Propagation of gravitational waves in an expanding background in the presence of a point mass

TL;DR

This paper analyzes how gravitational waves propagate in an expanding universe with a point mass, showing that the mass amplifies the wave and causes a frequency decrease due to gravitational time delay.

Contribution

It provides an analytical solution for gravitational wave propagation in a Newtonian McVittie background with a point mass, highlighting the effects of mass on wave amplitude and frequency.

Findings

Point mass increases gravitational wave amplitude.

Point mass decreases wave frequency as observed at infinity.
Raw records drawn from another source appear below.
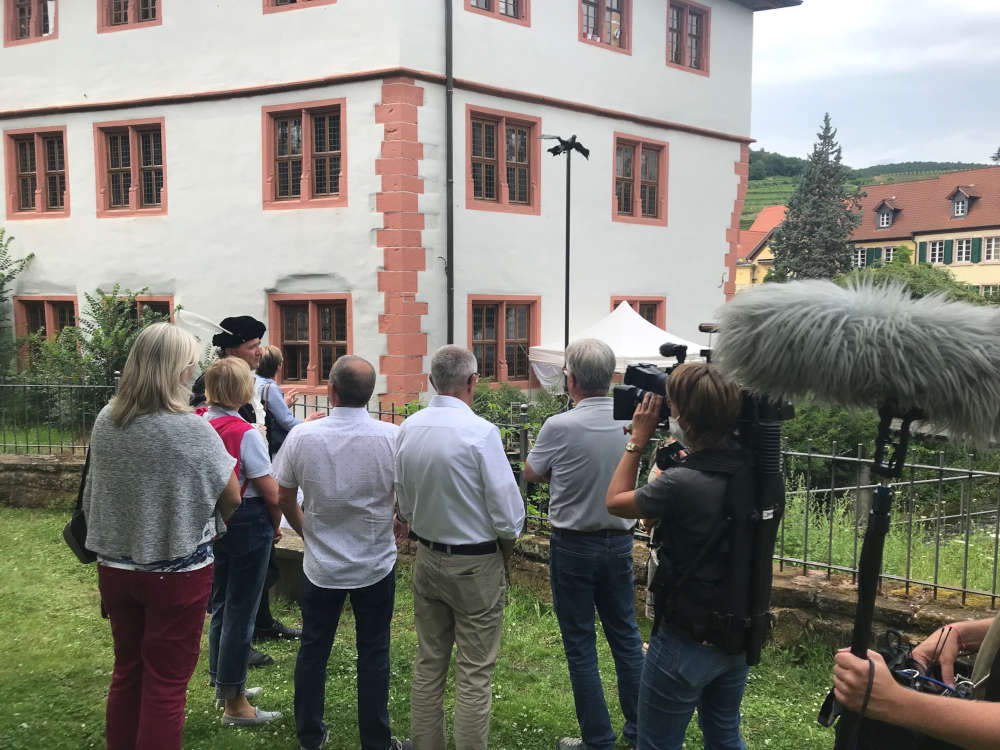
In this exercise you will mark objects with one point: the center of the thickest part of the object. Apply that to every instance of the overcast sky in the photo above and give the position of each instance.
(903, 80)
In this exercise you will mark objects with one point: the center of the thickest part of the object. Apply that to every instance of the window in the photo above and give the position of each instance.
(312, 331)
(991, 248)
(503, 154)
(936, 251)
(501, 331)
(963, 251)
(640, 180)
(29, 21)
(516, 11)
(117, 15)
(44, 315)
(607, 23)
(36, 174)
(305, 155)
(687, 37)
(652, 309)
(131, 168)
(274, 6)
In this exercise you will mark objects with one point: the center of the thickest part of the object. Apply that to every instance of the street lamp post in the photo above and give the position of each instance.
(567, 147)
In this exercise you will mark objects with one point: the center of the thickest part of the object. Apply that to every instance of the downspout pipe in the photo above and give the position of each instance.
(449, 169)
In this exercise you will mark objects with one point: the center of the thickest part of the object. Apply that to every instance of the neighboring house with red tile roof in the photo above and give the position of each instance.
(755, 257)
(951, 221)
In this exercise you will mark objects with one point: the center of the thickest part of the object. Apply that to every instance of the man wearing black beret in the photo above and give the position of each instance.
(240, 337)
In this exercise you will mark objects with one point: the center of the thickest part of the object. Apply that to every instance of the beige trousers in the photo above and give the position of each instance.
(457, 599)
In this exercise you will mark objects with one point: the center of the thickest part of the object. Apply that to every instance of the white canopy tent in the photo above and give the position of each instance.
(632, 338)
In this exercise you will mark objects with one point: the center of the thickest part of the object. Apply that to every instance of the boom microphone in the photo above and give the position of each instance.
(868, 345)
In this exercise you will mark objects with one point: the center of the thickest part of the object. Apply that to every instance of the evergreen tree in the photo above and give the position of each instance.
(813, 242)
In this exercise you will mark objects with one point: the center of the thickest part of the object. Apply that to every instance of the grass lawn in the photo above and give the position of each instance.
(58, 659)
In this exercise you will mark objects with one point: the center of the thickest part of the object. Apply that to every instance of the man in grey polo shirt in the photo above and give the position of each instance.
(590, 551)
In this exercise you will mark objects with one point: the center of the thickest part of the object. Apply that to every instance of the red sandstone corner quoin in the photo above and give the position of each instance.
(401, 240)
(742, 170)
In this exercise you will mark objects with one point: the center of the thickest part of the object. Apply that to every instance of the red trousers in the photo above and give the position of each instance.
(156, 621)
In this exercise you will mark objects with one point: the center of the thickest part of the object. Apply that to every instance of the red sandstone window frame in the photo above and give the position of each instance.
(50, 302)
(35, 34)
(275, 6)
(534, 305)
(663, 166)
(601, 10)
(686, 9)
(315, 381)
(134, 129)
(523, 17)
(41, 209)
(105, 12)
(637, 303)
(307, 111)
(503, 119)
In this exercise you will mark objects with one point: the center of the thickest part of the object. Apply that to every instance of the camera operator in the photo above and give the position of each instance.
(966, 723)
(590, 551)
(684, 671)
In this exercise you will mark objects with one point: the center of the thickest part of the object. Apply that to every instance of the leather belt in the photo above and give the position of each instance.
(483, 548)
(599, 532)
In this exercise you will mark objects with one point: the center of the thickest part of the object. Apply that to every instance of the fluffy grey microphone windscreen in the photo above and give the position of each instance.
(865, 344)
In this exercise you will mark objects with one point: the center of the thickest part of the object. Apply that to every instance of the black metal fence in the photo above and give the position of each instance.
(944, 538)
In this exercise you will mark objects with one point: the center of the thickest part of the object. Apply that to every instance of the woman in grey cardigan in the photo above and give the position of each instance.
(159, 490)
Wave propagation is affected by the expanding background and local mass presence.

Abstract

We solve the Laplace equation $\Box h_{ij}=0$ describing the propagation of gravitational waves in an expanding background metric with a power law scale factor in the presence of a point mass in the weak field approximation (Newtonian McVittie background). We use boundary conditions at large distances from the mass corresponding to a standing spherical gravitational wave in an expanding background which is equivalent to a linear combination of an incoming and an outgoing propagating gravitational wave. We compare the solution with the corresponding solution in the absence of the point mass and show that the point mass increases the amplitude of the wave and also decreases its frequency (as observed by an observer at infinity) in accordance with gravitational time delay.